The issue here is that Marvel doesn’t have the rights to the characters needed to make a Secret Wars movie (Reed Richards, Doctor Doom, a few others). People have been talking about this since at least 2014, a year after the first New Avengers went to print. Also, there are so many characters, Infinity War will probably deplete our collective patience for Big, Cosmic Threats (this is an arc about collisions in the multiverse). And translating Jonathan Hickman’s writing to a movie script would be difficult to say the least. BUT. I need literally any version of the nematic relationship between Black Panther and Namor—Namor the Sub-Mariner, that is, King of Atlantis—on a silver screen. Namor once flooded Wakanda, and T’Challa has never gotten over it, and will never get over it. It’s fuck Namor forever, basically.

‘New Avengers’ no. 7

Give me more Black Panther, duh.

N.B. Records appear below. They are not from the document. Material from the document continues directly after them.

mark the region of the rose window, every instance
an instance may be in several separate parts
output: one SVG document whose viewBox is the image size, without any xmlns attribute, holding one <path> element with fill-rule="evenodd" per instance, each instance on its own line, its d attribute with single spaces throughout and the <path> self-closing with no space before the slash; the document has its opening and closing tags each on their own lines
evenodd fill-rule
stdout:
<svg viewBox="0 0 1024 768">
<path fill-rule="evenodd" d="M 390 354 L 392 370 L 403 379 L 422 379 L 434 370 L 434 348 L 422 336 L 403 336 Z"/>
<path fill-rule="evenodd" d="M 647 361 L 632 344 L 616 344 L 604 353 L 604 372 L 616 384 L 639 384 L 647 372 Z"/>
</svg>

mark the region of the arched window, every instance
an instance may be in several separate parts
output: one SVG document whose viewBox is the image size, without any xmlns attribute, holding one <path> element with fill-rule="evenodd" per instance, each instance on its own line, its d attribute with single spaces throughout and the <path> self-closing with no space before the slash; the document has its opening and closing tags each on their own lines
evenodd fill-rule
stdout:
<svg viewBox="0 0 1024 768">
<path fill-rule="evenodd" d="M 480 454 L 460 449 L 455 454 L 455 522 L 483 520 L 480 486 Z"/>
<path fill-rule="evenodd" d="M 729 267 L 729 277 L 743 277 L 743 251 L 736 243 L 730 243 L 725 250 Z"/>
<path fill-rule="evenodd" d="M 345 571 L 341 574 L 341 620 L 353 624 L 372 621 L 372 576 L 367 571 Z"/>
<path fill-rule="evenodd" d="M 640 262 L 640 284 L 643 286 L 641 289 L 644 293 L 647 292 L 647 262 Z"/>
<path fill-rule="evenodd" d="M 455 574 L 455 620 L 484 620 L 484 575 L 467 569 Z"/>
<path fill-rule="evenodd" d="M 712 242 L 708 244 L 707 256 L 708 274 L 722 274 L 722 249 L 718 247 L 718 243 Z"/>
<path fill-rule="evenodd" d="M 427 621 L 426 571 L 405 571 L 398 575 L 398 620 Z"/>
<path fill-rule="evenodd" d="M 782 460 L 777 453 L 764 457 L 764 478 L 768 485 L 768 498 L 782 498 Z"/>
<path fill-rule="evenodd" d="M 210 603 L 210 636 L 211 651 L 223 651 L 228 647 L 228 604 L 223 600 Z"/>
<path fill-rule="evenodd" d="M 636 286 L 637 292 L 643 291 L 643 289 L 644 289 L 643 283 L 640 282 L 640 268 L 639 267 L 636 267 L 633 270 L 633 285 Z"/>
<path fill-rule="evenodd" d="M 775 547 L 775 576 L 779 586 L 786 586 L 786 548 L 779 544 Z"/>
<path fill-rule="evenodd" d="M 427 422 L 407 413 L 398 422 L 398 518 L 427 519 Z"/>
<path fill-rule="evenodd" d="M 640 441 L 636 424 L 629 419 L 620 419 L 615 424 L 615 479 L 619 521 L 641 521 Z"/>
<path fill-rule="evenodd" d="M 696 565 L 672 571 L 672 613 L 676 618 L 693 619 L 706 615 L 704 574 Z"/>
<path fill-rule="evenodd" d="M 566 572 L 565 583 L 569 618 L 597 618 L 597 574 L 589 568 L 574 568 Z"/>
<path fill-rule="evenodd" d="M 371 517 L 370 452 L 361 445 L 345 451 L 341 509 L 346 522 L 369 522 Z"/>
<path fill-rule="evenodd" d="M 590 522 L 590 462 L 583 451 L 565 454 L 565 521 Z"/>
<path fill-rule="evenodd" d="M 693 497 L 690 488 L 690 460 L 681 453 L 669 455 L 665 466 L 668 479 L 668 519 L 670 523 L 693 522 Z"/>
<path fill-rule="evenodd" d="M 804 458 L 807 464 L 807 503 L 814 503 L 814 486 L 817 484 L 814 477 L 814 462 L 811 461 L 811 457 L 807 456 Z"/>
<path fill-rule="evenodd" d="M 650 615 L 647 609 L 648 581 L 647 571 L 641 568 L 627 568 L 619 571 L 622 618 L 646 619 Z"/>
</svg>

But crucially: Give. Me. Namor. If you were to ask me who should play the Sub-Mariner, I might pause briefly, considering Luke Evans, a.k.a. Owen “Tatsumaki senpuu kyaku” Shaw. But then I’d think about how Asgard is situated on the Isle of Man, somehow, and that every fictitious non-American is automatically British. Plus there’s Brian Tee, who played Shredder in Teenage Mutant Ninja Turtles: Out of the Shadows, and threw his hat in the ring a year ago.

But why not go even weirder? Let the Red Viper avenge his unceremonious, totally vomitous skull-smushing in an alternate universe. Marvel, you’ve acquired the rights, now bang Pedro Pascal’s line.